Un contributo essenziale sarà però quello dato dalla tecnologia. Pensiamo per esempio agli ascensori: già la loro capienza risulterà necessariamente ridotta, e per di più la tastiera di controllo obbligherebbe a sanificazioni frequenti. La soluzione specifica è il comando vocale, su cui pure Amazon (tramite Alexa) è al lavoro. Con la stessa modalità, anche le altre interfacce fisiche potranno essere rimosse, dalla gestione delle tende all’impianto di condizionamento, fino alle macchinette del caffè.

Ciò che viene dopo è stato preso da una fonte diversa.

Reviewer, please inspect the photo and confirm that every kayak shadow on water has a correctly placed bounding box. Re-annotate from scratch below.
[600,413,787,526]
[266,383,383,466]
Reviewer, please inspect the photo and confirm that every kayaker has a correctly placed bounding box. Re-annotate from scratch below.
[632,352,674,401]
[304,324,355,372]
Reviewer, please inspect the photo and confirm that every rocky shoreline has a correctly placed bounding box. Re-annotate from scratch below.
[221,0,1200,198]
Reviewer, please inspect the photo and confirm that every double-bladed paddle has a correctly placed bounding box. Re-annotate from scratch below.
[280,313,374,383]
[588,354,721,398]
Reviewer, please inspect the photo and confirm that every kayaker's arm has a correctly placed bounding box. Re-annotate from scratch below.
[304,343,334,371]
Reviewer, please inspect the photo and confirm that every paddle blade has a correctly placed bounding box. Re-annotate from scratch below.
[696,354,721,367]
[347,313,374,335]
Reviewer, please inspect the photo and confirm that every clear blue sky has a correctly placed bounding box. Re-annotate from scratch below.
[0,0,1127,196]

Di altro genere, e ugualmente utili, sono le soluzioni per la gestione delle sale riunioni. Non solo nella dotazione informatica di ciascuna stanza, ma soprattutto nella regolazione intelligente dei flussi di persone. Anziché prenotare una sala per un certo orario, quindi, la riunione all’interno dell’azienda diventerà un servizio, che un software assegnerà al miglior spazio fisico possibile, sulla base del numero di persone presenti e delle necessità specifiche. Il tutto con un sistema di cloud interno che, per spingerci un po’ verso il futuro, dia la possibilità di fare brainstorming su lavagna ovunque in azienda (area svago inclusa), salvando poi in un sistema condiviso e delocalizzato le idee arrivate quando meno ce lo si aspetta.